Türkiye Arkeolojik Yerleşmeleri (TAY)
Projesi kapsamında gerçekleştirilen “Türkiye Arkeolojik
Tahribat Raporu, Marmara Bölgesi Bizans Dönemi” çalışmasına göre
İstanbul ve çevresinde Bizans dönemine ait 443 eserin 336’sının ağır
tahribata uğradığı belirlendi. 36 yeni kalıntı bölgesinin de gün
ışığına çıkarıldığı çalışmaya göre tahribatın yüzde 50’si yapılaşma ve yol
çalışmaları nedeniyle meydana gelirken, tarihi eserlerin büyük bir kısmının
devlet eliyle zarar gördüğü kaydedildi.
TAY Projesi’nce 2001’den bu yana sürdülen Türkiye Arkeolojik Tahribat Raporu
çalışmasının Marmara Bölgesi’ne ilişkin son verileri dün Cağaloğlu’ndaki Türkiye
Gazeteciler Cemiyeti (TGC) Lokali’nde düzenlenen basın toplantısıyla açıklandı.

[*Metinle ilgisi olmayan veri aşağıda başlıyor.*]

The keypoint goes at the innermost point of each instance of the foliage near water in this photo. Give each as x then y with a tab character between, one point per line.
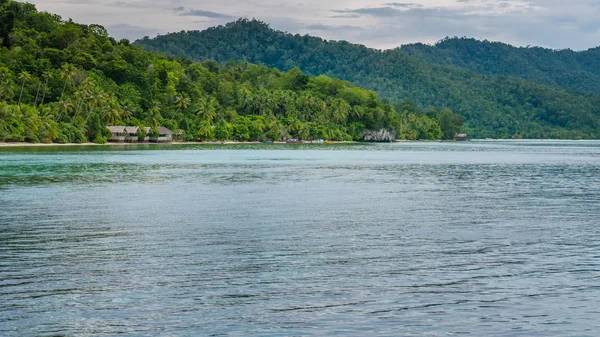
502	92
64	82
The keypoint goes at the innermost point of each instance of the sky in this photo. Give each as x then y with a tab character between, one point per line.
383	24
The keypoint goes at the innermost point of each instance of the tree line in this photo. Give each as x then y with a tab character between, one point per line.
499	93
62	82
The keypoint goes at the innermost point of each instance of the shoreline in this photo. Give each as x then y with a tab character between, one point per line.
24	144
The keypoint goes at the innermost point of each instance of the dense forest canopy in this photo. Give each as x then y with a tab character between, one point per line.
552	95
562	69
65	82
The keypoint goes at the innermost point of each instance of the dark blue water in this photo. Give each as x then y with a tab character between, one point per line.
428	239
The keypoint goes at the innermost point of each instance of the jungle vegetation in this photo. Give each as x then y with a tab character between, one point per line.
63	82
502	91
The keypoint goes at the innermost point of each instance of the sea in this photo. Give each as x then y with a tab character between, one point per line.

Suna ve İnan Kıraç Vakfı, İstanbul Araştırmaları Enstitüsü’nce
desteklenen proje hakkında bilgi veren TAY Projesi Koordinatörü Oğuz
Tanındı, İstanbul il sınırları içinde tahribata uğradığı tespit edilen
200’e yakın Bizans dönemi eseri bulunduğunu belirterek, özetle şunları
söyledi:
“Özellikle İstanbul’da tarihi saray kalıntıları üzerine oturmuş çok sayıda
bina tespit ettik. Bazı kiliselerde depo ve atölyeler var. İstanbul’un
merkezindeki tarihi surların yanında tarım alanları var. Marmara’daki diğer
illerde ise kaçak kazılar nedeniyle binlerce yıllık yapılar yok ediliyor.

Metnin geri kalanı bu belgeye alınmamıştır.